Tempi duri per i banditi incappucciati

04/07/2007 - Alessandro Testa - L'Unione Sarda
Università. A disposizione del Ris un software che “spoglia” i rapinatori sviluppato dal Dipartimento d'ingegneria elettrica ed elettronica dell'ateneo. Con alcuni semplici passaggi e un programma dedicato sarà possibile smascherare il volto camuffato di un malvivente.
Pensate al volto di un rapinatore coperto da un passamontagna e ripreso da una telecamera a circuito chiuso di una banca. Immaginate di spogliarlo , fotogramma per fotogramma, e vederlo in versione originale attraverso un programma creato su misura per il Ris dei Carabinieri dagli uomini del Dipartimento d´ingegneria elettrica ed elettronica dell´Università di Cagliari. Non è fantascienza, ma è il risultato degli studi effettuati dagli scienziati del Prag (Patter recognition and application group), guidati da Fabio Roli, docente del Dipartimento.
«Il nuovo software, come quello che è già stato creato per riconoscere le impronte digitali, permette l´individuazione di una persona, anche totalmente camuffata, attraverso l´immagine di una videocamera di sorveglianza piazzata all´interno di una banca», spiega il responsabile del Dipartimento d´ingegneria elettrica ed elettronica. «È ancora in fase di gestazione - assicura - ma i risultati raggiunti fino ad ora sono stati soddisfacenti. La collaborazione con il Ris ci ha dato la possibilità di sperimentare sul campo quello che avevamo studiato sui nostri computer. Ora il nostro compito sarà quello di migliorare sempre di più questo tipo di programmi per permettere alle forze dell´ordine di lavorare a tutto campo».

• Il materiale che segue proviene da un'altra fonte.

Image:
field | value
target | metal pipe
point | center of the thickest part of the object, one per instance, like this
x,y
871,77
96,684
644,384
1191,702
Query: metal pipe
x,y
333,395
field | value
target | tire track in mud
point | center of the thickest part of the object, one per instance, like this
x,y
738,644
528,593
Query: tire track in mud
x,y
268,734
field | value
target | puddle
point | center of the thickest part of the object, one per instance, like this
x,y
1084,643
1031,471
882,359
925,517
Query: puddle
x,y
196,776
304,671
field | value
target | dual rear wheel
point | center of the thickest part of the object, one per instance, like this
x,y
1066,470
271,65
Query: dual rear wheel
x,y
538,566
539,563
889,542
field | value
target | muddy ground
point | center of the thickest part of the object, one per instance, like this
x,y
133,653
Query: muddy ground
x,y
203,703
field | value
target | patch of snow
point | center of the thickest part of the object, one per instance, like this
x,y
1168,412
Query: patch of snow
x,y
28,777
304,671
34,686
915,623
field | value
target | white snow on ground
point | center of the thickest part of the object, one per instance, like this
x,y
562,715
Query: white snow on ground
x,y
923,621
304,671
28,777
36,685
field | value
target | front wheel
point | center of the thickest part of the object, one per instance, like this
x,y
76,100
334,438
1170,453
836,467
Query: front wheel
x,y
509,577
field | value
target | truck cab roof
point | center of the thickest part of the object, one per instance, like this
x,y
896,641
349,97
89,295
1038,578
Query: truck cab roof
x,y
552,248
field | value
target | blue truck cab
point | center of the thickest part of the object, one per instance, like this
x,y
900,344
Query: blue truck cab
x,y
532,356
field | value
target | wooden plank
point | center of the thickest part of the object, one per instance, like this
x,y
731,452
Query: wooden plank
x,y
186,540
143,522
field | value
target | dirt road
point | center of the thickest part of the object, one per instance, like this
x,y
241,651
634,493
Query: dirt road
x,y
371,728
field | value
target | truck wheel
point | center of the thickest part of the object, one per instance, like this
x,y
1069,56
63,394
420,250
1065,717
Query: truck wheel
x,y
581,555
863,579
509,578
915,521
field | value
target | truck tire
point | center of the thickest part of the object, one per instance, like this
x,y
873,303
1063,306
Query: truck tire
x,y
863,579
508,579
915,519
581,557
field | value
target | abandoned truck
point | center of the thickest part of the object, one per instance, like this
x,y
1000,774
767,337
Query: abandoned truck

Non è la prima volta che i docenti dell´Università mettono a disposizione le loro conoscenze per gli uomini del Ris: «E noi siamo sicuri che la convenzione con l´Università porterà ottimi frutti come è già accaduto in passato», assicura il generale Nicola Raggetti, comandante del Raggruppamento Investigazioni Scientifiche. «E soprattutto - continua - è necessario che venga estesa ad altri dipartimenti come Scienze biologiche, Chimica, in modo da dare un crescente livello di specializzazione al nostro reparto».
La prima convenzione riguardava uno strumento per rendere più facile la classificazione delle impronte digitali. Oggi si è passati a un software per spogliare i banditi mascherati che, in tal modo, verranno rintracciati in tempi sempre più stretti. «Ora come ora - ha ricordato Raggetti - si possono fare in 15 minuti cose che 40 anni fa, quando io sono entrato nell´Arma, si facevano in tre mesi».
Anche il colonnello Giovanni Delogu, comandante del Ris di Cagliari, è soddisfatto per la collaborazione con l´Università: «Si tratta di una grande opportunità per gli studenti di affacciarsi in questo mondo e di applicare quella ricerca scientifica dalla quale la Sardegna è rimasta fuori per tanto tempo. Questi programmi sono mezzi utili per il nostro lavoro anche se sono ancora in fase di sperimentazione». Il generale Raggetti ha anche precisato che il ruolo attribuito dalla scienza investigativa alle macchine è importante ma «al centro di tutto resta sempre la mano dell'uomo».